Le paradoxe du service public
France Télévisions se trouve dans une position particulièrement inconfortable sur ce terrain. Financé par la contribution publique, le groupe est tenu à une exigence de transparence que les chaînes privées ne subissent pas au même degré. Chaque changement d'animateur devient une question de bonne gestion, chaque départ un possible gâchis d'argent public. L'exigence est légitime ; elle rend simplement l'exercice plus difficile.

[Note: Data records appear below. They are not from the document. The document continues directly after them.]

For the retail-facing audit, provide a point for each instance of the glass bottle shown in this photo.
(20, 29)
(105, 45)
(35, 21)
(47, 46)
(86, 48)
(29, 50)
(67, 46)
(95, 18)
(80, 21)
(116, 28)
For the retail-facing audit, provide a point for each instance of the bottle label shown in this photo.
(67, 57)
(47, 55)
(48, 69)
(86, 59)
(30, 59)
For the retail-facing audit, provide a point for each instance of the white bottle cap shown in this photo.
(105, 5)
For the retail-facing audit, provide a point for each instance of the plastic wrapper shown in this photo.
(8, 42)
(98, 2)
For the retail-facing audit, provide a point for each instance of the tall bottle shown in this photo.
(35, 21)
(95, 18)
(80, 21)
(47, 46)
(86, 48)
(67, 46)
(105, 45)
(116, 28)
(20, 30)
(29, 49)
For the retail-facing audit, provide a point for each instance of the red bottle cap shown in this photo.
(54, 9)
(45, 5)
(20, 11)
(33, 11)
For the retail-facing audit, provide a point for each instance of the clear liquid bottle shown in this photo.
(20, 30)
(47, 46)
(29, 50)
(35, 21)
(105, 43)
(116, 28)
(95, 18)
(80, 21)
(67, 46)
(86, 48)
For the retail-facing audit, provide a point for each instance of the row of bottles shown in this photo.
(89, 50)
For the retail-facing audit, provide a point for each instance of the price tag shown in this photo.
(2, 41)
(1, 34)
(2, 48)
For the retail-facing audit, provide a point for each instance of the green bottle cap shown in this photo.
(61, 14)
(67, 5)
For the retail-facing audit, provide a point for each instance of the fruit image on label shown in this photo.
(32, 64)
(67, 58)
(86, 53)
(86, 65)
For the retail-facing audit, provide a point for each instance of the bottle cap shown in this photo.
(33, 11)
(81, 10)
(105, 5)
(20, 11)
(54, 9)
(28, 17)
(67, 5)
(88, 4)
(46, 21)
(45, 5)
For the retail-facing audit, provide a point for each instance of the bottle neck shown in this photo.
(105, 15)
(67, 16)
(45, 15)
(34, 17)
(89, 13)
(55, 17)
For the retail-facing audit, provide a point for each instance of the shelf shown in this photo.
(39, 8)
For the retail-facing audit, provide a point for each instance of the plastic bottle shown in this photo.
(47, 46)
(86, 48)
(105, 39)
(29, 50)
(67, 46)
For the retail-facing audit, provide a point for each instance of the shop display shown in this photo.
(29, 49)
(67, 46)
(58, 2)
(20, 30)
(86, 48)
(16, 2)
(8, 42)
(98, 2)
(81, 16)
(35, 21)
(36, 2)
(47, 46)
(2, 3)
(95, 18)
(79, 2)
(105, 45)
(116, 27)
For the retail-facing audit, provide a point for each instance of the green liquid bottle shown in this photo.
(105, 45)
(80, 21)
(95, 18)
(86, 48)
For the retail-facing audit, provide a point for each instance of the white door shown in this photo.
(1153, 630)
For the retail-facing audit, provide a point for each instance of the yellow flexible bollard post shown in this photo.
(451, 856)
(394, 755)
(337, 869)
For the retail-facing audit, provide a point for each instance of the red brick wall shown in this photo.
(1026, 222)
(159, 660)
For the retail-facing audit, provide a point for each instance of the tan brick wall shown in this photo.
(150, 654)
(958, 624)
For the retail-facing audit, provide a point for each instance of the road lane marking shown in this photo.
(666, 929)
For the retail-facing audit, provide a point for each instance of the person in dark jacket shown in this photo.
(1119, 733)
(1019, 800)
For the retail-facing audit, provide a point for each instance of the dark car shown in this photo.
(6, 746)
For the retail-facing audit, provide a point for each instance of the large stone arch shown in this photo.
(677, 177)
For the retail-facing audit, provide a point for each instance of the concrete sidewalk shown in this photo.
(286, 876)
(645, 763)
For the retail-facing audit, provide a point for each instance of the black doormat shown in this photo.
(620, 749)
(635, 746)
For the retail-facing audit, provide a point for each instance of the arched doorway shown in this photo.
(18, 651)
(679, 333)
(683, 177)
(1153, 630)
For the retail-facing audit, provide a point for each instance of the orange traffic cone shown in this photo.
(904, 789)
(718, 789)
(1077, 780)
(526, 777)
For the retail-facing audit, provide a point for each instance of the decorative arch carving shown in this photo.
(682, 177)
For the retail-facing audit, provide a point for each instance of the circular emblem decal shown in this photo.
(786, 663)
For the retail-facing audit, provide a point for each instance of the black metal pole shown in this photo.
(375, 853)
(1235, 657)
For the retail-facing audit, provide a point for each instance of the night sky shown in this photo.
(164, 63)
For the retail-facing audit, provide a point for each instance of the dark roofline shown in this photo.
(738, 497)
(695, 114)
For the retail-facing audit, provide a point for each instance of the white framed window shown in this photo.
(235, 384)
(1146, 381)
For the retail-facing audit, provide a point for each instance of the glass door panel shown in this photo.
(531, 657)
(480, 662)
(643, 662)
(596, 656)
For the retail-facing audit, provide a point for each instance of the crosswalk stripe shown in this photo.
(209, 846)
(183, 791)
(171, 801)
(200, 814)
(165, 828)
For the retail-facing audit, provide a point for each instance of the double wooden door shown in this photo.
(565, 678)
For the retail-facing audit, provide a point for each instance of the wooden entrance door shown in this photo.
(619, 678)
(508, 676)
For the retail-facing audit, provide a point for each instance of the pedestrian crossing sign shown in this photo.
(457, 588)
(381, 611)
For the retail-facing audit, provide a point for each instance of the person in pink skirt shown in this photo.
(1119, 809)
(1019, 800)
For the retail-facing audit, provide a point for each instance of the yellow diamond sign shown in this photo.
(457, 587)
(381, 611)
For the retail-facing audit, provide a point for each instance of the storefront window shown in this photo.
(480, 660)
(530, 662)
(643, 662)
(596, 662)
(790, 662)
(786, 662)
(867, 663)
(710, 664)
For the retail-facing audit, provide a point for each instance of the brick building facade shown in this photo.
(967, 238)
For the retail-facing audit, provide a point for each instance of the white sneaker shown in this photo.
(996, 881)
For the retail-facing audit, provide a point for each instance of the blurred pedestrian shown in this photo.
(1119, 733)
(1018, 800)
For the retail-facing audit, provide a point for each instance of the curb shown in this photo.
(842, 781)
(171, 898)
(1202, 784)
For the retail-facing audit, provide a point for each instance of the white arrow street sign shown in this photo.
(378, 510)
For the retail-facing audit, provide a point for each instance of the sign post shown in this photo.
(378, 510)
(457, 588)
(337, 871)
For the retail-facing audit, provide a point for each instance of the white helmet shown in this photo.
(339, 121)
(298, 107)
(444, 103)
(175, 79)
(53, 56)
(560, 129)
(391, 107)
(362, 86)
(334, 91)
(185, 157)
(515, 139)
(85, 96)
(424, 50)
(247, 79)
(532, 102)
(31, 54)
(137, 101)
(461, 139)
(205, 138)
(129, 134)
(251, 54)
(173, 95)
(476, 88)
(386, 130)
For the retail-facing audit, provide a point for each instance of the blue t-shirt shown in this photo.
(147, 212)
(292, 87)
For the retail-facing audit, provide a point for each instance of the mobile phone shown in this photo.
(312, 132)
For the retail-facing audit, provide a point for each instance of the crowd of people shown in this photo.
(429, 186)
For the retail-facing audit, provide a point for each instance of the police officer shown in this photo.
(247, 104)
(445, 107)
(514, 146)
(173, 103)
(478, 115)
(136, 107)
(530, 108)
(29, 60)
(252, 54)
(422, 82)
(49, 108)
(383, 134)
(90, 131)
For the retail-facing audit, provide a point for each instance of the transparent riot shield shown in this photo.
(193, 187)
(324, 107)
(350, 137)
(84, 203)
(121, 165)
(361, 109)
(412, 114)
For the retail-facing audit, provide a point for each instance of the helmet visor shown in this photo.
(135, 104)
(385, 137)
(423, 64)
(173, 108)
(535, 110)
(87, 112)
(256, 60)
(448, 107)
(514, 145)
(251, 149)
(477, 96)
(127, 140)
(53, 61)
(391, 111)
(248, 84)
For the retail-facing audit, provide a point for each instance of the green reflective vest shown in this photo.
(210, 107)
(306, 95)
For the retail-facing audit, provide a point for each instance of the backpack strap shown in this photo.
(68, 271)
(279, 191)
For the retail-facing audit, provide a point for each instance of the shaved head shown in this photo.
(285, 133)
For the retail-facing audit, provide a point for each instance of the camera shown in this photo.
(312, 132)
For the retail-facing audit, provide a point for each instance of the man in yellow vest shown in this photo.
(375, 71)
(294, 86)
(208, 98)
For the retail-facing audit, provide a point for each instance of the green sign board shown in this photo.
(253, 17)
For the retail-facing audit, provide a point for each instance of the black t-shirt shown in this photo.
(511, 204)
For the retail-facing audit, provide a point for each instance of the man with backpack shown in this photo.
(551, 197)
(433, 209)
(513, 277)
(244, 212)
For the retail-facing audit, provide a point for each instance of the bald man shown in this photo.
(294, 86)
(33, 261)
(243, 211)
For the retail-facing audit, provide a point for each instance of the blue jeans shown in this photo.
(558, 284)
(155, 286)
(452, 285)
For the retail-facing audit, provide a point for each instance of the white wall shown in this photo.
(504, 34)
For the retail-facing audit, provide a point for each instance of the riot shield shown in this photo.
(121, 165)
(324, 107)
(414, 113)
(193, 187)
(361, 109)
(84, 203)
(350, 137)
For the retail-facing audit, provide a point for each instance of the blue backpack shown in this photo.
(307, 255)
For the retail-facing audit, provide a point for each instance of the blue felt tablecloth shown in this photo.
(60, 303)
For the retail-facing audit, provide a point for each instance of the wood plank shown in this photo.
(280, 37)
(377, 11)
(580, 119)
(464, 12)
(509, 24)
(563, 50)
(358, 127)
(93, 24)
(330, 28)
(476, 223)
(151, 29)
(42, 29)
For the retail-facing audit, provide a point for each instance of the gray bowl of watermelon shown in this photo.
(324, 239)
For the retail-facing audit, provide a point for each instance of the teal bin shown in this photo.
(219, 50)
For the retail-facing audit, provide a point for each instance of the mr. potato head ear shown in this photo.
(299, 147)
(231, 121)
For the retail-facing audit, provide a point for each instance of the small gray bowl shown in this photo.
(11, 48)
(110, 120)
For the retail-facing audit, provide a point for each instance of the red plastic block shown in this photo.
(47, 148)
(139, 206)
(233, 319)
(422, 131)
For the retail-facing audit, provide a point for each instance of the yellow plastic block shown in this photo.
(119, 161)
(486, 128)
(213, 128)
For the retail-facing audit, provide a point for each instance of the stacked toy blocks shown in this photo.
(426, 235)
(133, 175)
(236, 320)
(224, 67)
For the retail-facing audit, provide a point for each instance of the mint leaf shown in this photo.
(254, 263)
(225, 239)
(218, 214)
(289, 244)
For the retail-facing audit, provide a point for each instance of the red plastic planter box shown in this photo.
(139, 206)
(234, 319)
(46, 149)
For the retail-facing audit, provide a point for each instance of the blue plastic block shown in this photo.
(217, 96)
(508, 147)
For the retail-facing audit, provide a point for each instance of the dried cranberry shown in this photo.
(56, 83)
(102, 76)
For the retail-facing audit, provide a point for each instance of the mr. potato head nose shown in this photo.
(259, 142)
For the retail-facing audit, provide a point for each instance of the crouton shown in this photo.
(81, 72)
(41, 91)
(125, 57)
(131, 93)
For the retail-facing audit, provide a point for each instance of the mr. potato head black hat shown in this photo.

Le samedi après-midi, une case sous-estimée
Il serait enfin réducteur de traiter cette affaire comme une querelle d'ego. Le samedi après-midi représente un créneau significatif pour France 3, chaîne dont le public est structurellement plus âgé et plus fidèle aux rendez-vous réguliers. Un programme d'humour patrimonial y remplit une fonction précise : entretenir un lien affectif avec la mémoire télévisuelle collective. Casser cette relation sans précaution, c'est prendre un risque d'audience réel — et pas seulement un risque d'image.